That M rating cannot stop 7th graders from viewing anything and everything that's going on in the world, who in turn share it with elementary schoolers.
That footage will be seen period. What's worse, Dismemberment, blinding, and torture because its "fun"; "Here you try!". If anyone thinks that if you commit such acts in a game,
that it will not effect you in real life, you are pitifully ignorant.
Now I am an adult. I bought the game, I can navigate it, and can use my own good judgment to make a good play through and enjoy what just might be my last ever video game.
There is nothing to praise Larian for, as this genre appears dead. All their hard work? Seriously? There best efforts I will never see, because it certainly wasn't made for me.

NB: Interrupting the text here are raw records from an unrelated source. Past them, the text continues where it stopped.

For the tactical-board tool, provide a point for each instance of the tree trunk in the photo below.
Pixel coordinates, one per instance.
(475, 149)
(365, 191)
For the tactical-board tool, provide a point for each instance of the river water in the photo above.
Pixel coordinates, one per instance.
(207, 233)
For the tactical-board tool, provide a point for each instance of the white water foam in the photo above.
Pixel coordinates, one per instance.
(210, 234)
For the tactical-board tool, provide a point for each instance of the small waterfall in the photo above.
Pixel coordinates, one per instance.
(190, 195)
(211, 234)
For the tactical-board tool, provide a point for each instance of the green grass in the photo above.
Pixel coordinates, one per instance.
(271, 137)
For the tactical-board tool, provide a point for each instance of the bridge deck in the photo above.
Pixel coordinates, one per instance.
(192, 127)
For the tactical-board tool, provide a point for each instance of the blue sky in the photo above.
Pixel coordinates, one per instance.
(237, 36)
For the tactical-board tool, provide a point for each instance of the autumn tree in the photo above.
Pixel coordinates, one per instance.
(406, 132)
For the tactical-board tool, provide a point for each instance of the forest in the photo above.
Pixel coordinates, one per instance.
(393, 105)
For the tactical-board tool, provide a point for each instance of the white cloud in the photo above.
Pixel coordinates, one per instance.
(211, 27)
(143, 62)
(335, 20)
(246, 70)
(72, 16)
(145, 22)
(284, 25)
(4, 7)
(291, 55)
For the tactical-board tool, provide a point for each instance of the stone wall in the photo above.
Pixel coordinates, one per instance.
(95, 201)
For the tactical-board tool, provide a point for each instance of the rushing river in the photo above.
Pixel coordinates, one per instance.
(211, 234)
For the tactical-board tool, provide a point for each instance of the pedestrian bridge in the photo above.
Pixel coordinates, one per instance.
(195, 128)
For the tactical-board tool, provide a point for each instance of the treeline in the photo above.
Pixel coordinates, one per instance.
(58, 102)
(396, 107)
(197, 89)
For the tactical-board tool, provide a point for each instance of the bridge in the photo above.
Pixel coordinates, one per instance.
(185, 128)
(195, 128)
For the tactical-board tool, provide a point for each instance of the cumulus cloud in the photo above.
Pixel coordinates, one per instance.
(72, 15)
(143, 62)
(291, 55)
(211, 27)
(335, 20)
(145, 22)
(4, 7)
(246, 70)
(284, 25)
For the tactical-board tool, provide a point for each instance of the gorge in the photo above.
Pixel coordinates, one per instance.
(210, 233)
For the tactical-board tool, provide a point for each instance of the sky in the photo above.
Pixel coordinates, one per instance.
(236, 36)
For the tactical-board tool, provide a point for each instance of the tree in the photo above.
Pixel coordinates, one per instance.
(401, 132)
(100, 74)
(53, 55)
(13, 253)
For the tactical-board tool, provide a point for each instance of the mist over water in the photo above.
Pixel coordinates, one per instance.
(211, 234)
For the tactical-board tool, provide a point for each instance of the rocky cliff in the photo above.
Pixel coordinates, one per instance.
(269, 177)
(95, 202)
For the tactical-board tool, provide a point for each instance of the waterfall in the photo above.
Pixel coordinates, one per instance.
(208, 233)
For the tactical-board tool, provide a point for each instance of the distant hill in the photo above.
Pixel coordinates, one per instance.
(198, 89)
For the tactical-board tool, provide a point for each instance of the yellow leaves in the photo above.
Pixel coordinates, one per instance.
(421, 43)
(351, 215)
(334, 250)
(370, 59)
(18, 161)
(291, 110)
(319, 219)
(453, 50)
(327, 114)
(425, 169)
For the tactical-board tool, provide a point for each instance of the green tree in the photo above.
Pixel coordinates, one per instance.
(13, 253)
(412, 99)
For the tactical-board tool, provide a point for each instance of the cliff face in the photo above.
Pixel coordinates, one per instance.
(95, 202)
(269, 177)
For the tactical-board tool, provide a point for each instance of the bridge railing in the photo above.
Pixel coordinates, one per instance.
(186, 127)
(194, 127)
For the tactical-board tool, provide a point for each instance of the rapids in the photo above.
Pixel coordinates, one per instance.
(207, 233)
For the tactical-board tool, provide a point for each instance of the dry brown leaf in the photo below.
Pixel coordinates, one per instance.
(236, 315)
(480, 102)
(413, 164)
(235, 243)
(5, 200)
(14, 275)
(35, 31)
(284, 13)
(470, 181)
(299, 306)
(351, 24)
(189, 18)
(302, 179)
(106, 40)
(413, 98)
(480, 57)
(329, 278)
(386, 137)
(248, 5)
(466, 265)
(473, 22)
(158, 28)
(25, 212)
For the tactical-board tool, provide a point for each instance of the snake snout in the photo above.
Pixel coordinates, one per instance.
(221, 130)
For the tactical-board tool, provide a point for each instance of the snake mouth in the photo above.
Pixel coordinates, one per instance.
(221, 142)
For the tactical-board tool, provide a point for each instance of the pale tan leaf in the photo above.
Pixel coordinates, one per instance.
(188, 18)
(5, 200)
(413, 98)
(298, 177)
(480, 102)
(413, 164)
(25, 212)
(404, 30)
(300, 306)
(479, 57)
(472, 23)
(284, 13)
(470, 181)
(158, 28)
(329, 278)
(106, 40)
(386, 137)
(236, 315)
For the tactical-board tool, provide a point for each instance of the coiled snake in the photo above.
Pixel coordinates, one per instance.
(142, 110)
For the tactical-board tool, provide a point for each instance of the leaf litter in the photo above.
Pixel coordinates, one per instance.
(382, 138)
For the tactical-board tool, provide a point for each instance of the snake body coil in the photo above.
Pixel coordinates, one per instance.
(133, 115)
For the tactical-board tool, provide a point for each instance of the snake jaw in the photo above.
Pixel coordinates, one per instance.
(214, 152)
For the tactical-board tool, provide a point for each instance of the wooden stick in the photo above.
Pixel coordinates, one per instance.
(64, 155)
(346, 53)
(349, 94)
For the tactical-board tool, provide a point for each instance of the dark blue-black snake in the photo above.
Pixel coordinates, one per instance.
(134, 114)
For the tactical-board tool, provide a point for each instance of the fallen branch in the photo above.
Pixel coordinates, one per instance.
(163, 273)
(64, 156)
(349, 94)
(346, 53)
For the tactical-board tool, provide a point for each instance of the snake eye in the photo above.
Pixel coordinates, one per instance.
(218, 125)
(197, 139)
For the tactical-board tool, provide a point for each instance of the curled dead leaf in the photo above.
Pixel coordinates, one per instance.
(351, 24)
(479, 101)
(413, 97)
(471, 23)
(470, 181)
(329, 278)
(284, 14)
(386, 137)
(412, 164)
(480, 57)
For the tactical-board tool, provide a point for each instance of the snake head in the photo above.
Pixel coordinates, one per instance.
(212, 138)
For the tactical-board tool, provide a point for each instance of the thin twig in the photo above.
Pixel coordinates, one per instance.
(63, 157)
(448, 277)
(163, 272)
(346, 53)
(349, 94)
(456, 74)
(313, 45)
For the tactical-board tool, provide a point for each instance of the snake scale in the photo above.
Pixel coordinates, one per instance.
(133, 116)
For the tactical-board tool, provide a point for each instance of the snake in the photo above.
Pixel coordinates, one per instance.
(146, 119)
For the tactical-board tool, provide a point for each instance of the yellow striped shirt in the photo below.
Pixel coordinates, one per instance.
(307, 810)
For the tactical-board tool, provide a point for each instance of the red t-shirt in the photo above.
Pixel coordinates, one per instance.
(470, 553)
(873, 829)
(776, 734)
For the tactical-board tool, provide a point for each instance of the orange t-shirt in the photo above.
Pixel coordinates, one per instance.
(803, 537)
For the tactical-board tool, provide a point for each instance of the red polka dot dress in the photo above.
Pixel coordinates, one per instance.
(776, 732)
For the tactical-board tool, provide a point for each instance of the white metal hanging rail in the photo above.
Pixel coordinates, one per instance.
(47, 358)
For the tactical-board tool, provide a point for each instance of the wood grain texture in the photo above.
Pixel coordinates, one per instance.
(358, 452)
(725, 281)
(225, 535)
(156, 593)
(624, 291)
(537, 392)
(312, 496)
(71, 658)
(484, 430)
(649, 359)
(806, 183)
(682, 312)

Any D&D series I played was about having the tools to stop evil, not become it. What I saw in the Shar cultist scene, made the Manson family look like the Brady Bunch family
picnic, and Sven is laughing maniacally. "Hey, lets go kill Jaheira and the Harper's, cuz they aren't fun". The man has made a trip round the bend, and ain't commin back.
What a bizarre post.
Firstly you should probably avoid personal disparaging remarks about the head of the company whose forum you're posting on. It's in poor taste.
Secondly, you clearly haven't played many D&D games as even as far back as BG 1 and 2 you could go completely evil and do some heinous things. In Wrath of the Righteous you can be a lich or even worse a swarm who consumes everything including his/her former comrades. In NWN Mask of the Betrayer you could be a soul eater who consumes the very souls of sentient beings, lorewise a fate worse than death by an order of magnitude. Going evil has been an option in these types of games for a long, long time.
You'll be able to play a goodie goodie, calm your knickers mate.